However, this specialisation is a significant trade-off. While the fine-tuned model becomes an expert at its specific task, it may lose its ability to generalise, performing poorly if the task changes or a very different prompt is used. This means a fine-tuned model should be treated as a new, specialised tool and should not be used for other, unrelated tasks that the original base model could handle. Furthermore, the fine-tuning process itself can disrupt the model's original safety mechanisms. This can create new, unexpected "edge cases" or vulnerabilities that were not present in the base model. As a result, a fine-tuned model requires its own rigorous testing and evaluation to ensure it is not only accurate but also safe and reliable in its new, specialised context.

Aspect	Prompt Engineering	Fine-Tuning
Instruction Method	Crafting text instructions (prompts)	Providing input-output example pairs
Ease of Setup	Immediate - just write a prompt	Requires dataset preparation and a fine-tuning pipeline (most LLM APIs provide an easy-to-use fine-tuning pipeline)

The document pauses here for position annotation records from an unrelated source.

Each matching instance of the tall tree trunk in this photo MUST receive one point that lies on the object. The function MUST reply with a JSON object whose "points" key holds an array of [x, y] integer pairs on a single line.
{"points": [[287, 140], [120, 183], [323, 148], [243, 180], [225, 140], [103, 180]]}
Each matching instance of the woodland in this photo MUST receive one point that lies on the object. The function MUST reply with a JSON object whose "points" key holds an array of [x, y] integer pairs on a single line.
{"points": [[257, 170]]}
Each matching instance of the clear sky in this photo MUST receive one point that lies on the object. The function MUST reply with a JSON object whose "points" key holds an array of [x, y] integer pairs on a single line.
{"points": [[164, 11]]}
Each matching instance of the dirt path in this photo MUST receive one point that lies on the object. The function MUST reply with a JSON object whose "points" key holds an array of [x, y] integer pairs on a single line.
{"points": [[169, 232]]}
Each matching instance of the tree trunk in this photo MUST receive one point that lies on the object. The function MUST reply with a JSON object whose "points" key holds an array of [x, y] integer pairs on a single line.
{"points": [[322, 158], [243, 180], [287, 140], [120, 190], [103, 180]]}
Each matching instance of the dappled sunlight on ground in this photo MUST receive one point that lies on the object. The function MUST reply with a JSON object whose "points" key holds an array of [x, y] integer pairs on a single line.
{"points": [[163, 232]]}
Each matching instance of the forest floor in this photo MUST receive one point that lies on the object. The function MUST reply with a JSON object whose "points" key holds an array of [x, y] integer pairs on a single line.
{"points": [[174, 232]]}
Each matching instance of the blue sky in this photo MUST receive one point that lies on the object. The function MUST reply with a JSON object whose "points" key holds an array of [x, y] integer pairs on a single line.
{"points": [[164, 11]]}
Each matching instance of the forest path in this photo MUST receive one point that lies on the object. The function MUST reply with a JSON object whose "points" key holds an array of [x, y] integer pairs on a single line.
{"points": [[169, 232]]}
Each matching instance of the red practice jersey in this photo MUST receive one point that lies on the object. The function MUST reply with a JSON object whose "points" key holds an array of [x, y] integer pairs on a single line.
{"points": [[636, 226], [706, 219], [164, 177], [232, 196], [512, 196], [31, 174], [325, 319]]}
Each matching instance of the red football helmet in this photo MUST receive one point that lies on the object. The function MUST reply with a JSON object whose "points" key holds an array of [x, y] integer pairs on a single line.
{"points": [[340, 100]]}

Consistency	Can be inconsistent across diverse inputs	More consistent once trained on examples
Flexibility	Offers immediate, fine-grained control over outputs, adaptable in real time	Makes permanent changes, less adaptable without retraining
Cost	API usage for each prompt call	Higher initial cost (compute for training), then cheaper calls due to smaller prompts
Potential Downsides	It can be time-consuming to perfect. May not be reliable for highly nuanced or edge-case-driven tasks.	Becomes over-specialised and loses general-purpose capabilities; it should not be used for other tasks. Can disrupt safety mechanisms, creating new edge cases that require thorough testing.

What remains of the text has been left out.